Conversation is a more cryptic series that features couples of mirrored images of the same person to explore the all but too real mystery or wonder of “the self and other.”2 Harris notes, “I’m interested in the evolution of identity in relation to the intricacies of human relationships. My pictures of interacting figures collapse binary notions about gender and sexuality and challenge expectations about culturally familiar imagery and figurative painting.” Extracting figures from different magazine photographs of the same model, Harris considers her thinking “about reflection, opposition, attraction, doubt, and the illusory nature of a unified self.” These portraits could be read from different angles: twins, the doppelganger, the split personality or the ruptured self, or vanity and self-love. The dissonances are as pronounced as the psychic possibilities are complex but real.

Two paintings, each featuring a man holding a baby, are interior scenes, this time positing yet another possibility: that of men being parents. There is dissonance, too, in that like the other paintings, Harris uses the same method she confesses to owe to Surrealism, in conjoining figures from different sources. Her raw materials include “photographs found in magazines, on the Internet, or in my digital camera” so that the paintings are “composites, sometimes replete with spatial and conceptual paradox.”3 The interiors are urbane and the men depicted look cosmopolitan. They’re not shown with either male or female partner, but it is understandable if a viewer hazards a reading that the implicit subject matter here is the unwarranted stigma placed on, and disproportionate furor about, gay couples raising children. There is something cool in the grays of Yellow Rose and the minimalist feel of Waiting. But they are each, as a matter of fact, simply a man holding a child. One child stares out directly from the canvas, holding in its gaze whatever uttered or repressed judgment the viewer might make.
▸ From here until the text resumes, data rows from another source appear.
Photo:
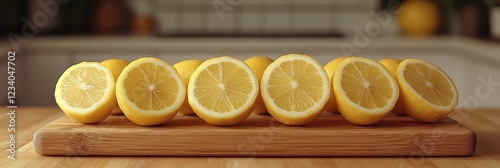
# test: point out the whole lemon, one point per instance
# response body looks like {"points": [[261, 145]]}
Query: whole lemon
{"points": [[419, 17]]}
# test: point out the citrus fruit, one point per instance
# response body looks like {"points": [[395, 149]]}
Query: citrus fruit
{"points": [[185, 69], [427, 93], [295, 89], [258, 65], [419, 17], [85, 92], [149, 91], [222, 91], [116, 66], [365, 90], [330, 68], [392, 65]]}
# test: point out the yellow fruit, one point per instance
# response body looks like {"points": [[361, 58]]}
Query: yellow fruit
{"points": [[427, 93], [365, 90], [258, 65], [419, 17], [295, 89], [116, 66], [149, 91], [330, 68], [223, 90], [392, 65], [185, 69], [85, 92]]}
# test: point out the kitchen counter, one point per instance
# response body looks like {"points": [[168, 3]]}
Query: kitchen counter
{"points": [[485, 122], [41, 61]]}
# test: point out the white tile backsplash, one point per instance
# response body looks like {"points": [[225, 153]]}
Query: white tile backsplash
{"points": [[167, 23], [261, 17], [191, 23], [277, 23], [312, 23], [224, 25]]}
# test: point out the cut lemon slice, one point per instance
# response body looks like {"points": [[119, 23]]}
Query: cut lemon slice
{"points": [[259, 65], [223, 90], [427, 93], [365, 90], [116, 66], [185, 69], [85, 92], [392, 65], [149, 91], [330, 69], [295, 89]]}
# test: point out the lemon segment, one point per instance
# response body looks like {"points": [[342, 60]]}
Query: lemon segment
{"points": [[150, 91], [116, 66], [85, 92], [295, 89], [330, 68], [392, 65], [427, 93], [222, 91], [185, 69], [259, 64], [365, 90]]}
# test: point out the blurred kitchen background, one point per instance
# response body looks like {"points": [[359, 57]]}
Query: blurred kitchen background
{"points": [[461, 36]]}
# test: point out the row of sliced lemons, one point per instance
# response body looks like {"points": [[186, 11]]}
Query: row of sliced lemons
{"points": [[295, 89]]}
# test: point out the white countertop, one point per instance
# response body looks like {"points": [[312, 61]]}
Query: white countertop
{"points": [[102, 44]]}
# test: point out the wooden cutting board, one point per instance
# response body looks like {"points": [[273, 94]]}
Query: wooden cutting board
{"points": [[329, 135]]}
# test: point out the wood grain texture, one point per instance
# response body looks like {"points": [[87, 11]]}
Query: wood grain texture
{"points": [[329, 135]]}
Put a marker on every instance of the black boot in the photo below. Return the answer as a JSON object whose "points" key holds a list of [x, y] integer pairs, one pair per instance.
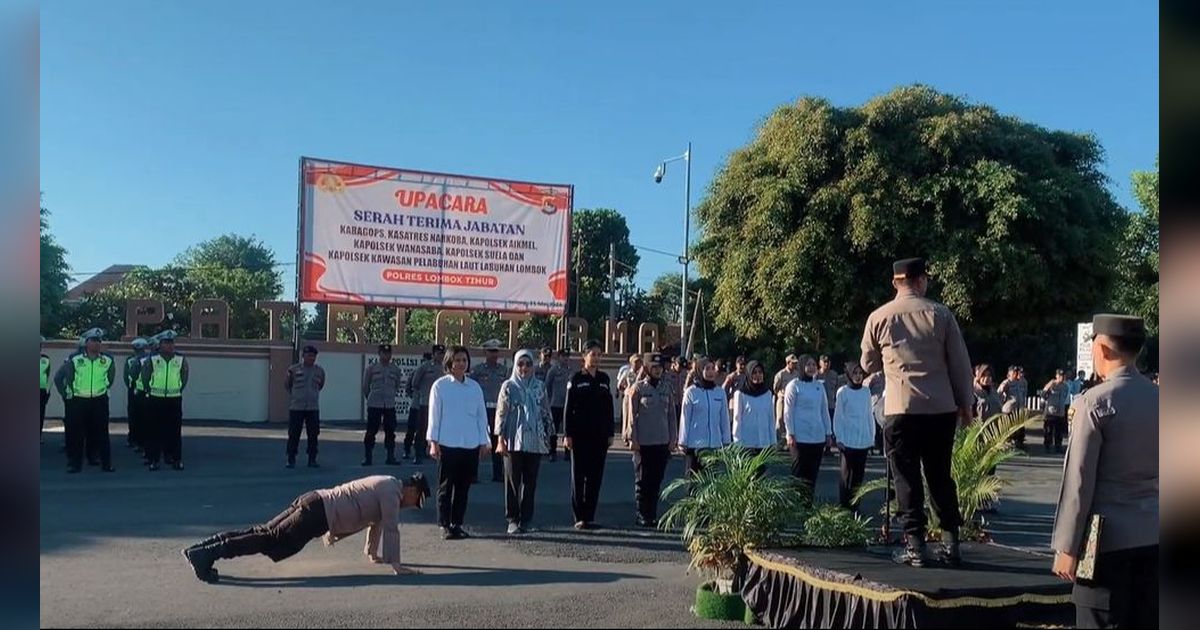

Finally, Untitled (Red Shirt), seems to be that small yet powerful portrait of love. Surreal still in that the head of one of the figures is nowhere in sight yet the tight embrace says it all. The solarized visual effect heightens the orange and the red, making these warm tones emerge from the sooty background. Harris paints from found images that exist in the fictional world of fashion and in the real world to create tableaux, landscapes, and interiors that trigger multiple narratives. She paints love in its quirky, sometimes obvious and sometimes obscure permutations, for the love of painting, tipping her hat to the great masters of figure painting and candidly contributing to, or expanding, the conversations among the many examples of portraiture. LOVE. It is timeless. It is surreal. It is real. It is also, in Harris’s paintings, an inconclusive comment, a study, a possibility, and a question – in short, quite contemporary.

- Carina Evangelista
Gretchen Hupfel Curator of Contemporary Art

1 Jen P. Harris, Exhibition Statement for American Kiss at The College of New Rochelle, August 2009. All subsequent quotes regarding the American Kiss series are from this statement.
2 Harris, Exhibition Statement for Conversations, August 2009. All subsequent quotes regarding the Conversations series are from this statement.
3 Harris, Artist Statement, August 2008.